Interaction of climate, vegetation, and water age in catchments across
scales and climate zones
Abstract
Recent studies have demonstrated a direct relation between climate
characteristics and vegetation in catchments. For example, plants appear
to develop a root system that allows both optimal growth and resistance
against region-specific droughts (Gao et al., 2014; Ho et al., 2005). As
climatic conditions also affect the way catchments store and release
water (i.e., the transit times), we expect a direct relation between
vegetation and transit times. To test this hypothesis, we have
established a dataset of water balance and stable water isotope data
across more than 50 catchments in various climate zones, which will be
further expanded over the course of the project. This dataset allows for
determining root zone storage capacities and transit time metrics such
as the young water fraction (Kirchner, 2016) across catchment scales and
climate zones.
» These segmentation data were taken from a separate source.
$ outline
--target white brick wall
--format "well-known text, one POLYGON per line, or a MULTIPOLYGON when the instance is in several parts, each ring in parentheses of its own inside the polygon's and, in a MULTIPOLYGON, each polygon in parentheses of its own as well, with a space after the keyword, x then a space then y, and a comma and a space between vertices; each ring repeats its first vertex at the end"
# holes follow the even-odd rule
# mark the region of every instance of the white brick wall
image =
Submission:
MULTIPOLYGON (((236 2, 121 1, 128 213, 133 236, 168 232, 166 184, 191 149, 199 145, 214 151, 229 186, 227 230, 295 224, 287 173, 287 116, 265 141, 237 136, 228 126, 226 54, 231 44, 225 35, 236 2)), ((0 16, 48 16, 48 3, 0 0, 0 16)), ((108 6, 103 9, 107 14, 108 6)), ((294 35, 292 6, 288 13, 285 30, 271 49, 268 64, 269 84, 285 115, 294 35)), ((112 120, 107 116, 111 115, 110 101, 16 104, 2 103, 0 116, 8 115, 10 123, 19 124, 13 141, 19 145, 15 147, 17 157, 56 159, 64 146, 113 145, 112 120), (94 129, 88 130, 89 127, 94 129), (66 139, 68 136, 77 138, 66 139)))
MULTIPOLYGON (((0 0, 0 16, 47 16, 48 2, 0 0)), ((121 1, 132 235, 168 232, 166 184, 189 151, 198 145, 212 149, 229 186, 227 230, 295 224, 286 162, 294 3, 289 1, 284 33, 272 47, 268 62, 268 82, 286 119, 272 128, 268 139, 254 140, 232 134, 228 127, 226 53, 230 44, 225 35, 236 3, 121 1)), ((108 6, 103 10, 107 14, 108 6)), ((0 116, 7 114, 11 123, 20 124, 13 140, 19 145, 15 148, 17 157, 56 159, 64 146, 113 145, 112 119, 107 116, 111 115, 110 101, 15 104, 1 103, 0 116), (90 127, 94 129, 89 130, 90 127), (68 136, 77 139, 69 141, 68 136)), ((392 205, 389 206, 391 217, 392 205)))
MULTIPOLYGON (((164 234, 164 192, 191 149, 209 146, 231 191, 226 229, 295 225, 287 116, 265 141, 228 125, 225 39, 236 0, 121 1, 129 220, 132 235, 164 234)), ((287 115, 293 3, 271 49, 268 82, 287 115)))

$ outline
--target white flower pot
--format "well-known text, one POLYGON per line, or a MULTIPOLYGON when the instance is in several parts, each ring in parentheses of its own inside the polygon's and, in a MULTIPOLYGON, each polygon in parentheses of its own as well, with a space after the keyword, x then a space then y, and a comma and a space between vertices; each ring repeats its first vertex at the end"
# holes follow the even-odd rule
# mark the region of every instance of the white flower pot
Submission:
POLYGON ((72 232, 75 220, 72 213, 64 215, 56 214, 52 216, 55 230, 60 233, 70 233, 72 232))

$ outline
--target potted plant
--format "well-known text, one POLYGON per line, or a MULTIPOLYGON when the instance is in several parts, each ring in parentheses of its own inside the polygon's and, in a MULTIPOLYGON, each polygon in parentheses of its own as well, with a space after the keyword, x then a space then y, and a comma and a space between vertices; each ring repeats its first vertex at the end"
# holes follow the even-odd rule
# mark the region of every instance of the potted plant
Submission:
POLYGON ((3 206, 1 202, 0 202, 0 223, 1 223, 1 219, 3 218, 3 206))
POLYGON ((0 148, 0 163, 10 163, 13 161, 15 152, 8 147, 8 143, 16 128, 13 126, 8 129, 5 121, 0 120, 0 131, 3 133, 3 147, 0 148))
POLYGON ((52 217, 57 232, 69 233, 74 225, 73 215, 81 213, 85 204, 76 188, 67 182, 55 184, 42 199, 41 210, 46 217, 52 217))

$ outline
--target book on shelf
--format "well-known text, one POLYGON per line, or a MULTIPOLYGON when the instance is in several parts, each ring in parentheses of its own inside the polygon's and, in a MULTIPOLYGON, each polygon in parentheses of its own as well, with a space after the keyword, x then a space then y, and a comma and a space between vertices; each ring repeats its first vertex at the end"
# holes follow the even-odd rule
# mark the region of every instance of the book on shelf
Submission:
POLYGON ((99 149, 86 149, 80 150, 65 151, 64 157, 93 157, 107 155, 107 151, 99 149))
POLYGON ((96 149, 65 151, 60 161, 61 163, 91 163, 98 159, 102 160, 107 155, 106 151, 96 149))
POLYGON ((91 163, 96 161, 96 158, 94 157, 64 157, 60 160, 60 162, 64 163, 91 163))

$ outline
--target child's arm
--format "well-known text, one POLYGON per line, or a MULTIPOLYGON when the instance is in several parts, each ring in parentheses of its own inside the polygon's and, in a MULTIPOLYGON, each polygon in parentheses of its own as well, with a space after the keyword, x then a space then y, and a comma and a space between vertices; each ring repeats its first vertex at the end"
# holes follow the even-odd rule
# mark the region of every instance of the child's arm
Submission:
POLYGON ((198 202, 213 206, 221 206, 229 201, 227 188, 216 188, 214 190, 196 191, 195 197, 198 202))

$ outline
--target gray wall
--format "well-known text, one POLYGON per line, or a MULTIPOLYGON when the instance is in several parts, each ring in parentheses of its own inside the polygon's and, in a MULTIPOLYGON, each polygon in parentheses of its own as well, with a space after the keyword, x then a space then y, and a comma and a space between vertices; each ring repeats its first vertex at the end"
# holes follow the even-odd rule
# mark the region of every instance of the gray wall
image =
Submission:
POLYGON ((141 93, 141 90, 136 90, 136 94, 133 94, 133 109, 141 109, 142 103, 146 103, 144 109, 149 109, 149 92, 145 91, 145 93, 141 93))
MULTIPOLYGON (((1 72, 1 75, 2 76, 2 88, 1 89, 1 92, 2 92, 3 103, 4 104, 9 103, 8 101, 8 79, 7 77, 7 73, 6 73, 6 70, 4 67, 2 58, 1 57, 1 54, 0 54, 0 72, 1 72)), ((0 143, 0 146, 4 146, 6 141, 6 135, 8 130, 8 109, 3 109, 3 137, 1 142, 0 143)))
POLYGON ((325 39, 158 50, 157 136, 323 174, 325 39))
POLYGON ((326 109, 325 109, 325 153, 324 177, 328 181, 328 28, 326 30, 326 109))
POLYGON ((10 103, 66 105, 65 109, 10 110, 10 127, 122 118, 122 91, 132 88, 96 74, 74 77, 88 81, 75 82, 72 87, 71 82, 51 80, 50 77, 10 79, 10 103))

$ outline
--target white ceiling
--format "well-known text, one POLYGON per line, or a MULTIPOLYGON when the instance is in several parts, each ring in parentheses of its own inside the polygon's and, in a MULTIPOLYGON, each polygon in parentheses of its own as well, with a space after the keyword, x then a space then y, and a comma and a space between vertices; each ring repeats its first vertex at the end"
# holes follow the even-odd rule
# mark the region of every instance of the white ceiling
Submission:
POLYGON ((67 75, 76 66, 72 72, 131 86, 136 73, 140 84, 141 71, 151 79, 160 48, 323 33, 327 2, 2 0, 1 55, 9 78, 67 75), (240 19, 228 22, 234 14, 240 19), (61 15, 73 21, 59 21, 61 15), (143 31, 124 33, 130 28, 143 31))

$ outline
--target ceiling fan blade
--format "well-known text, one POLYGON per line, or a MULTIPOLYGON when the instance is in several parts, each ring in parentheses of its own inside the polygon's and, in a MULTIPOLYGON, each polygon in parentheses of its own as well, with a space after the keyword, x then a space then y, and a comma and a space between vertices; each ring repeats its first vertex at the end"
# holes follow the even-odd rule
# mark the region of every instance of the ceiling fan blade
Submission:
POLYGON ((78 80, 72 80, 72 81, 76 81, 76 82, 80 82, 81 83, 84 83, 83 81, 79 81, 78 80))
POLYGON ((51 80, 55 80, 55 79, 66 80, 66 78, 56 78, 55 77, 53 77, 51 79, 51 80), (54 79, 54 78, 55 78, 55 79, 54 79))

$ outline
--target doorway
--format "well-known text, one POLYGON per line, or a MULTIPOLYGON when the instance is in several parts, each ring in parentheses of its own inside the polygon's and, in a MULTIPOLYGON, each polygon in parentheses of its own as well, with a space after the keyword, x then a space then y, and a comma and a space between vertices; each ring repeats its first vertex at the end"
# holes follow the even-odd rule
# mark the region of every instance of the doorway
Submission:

We will present how transit time metrics vary as a
function of root zone storage capacities and how this can be related to
catchment and vegetation characteristics and climatic conditions. The
results will help understand how changing vegetation cover due to
climate and land use change might affect catchment water storage and
release in future. We see a vast potential of isotope studies across
diverse catchments. We are thus calling for a community effort to
provide streamflow isotope data from previous work in a unified
framework as a basis for further global analyses using stable water
isotopes. Gao, H.; Hrachowitz, M.; Schymanski, S. J.; Fenicia, F.;
Sriwongsitanon, N.; Savenije, H. H. G., Climate controls how ecosystems
size the root zone storage capacity at catchment scale. Geophysical
Research Letters 2014, 41, 7916–7923, doi:10.1002/2014GL061668. Ho, M.
D.; Rosas, J. C.; Brown, K. M.; Lynch, J. P., Root architectural
tradeoffs for water and phosphorus acquisition. Functional Plant Biology
2005, 32, (8), 737-748. Kirchner, J. W., Aggregation in environmental
systems – Part 1: Seasonal tracer cycles quantify young water
fractions, but not mean transit times, in spatially heterogeneous
catchments. Hydrology and Earth System Sciences 2016, 20, (1), 279-297.